The relationship between technology and culture isn't always so peaceful in Dreamfall Chapters, though your earlier choices determine how you approach that dichotomy. In my time with Zoe, I learned about her job as a laboratory technician, and set about testing synthetic algae with the help of a little hovering robot called Kidbot. Other players have told me of a mechanical friend called Shitbot, but my choices never led me down a path that included him. I don't regret my time with Kidbot, however: her playfulness is cute but never grating, a difficult balancing act that Dreamfall Chapters gets exactly right, thanks to adorable dialogue and fantastic voice acting that conveys innocence without ever becoming saccharine.
Dreamfall Chapters thus reflects the series' history with its imaginative settings and empathetic characters. There are puzzles to solve and tasks to perform in your time here, but the episode is short on brainteasers: the obstructions you encounter are easily surmounted. The few inventory items you accumulate have intuitive uses and are quickly disposed of, making the first episode as much of an extended tutorial as it is a meandering prologue. Episode one is not short on glitches, however; the game struggles somewhat with its lens flaring, sometimes streaking your screen with distracting lights and colors, and in the game's final and curious scene, I walked right through a door and out of the level.
That final scenario isn't just intriguing from a story perspective: it also puts you in control of an unlikely protagonist with a particularly charming way of interacting with the world. Earlier in the game, you also take control of Kian Alvane, so the world of Arcadia does not go unacknowledged, though a prison is the only setting you get to explore there.

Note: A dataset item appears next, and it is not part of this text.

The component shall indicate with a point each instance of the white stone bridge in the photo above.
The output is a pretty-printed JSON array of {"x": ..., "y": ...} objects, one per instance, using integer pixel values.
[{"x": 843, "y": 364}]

Kian's chapter is light on challenge, but the thematic ties to Zoe's story give his section heft regardless: just as Zoe refuses to let her comatose body cage her, so too does Kian embrace the opportunity to flee his cell. Both characters are getting second chances, just as the series itself has risen from the crevasse Dreamfall left behind.
The Longest Journey crafted a protracted story arc that featured an equally leisurely opening, but grew into one of the genre's greatest citadels. The first episode's flat narrative structure may not be entirely satisfying, but Dreamfall Chapters' diverse and endearing cast, nuggets of political and personal tensions, and glimmers of the poignancy that made the previous Longest Journey games so memorable make me hopeful for the futures of Stark, Arcadia, and the Dreamtime, wherever those places might take me.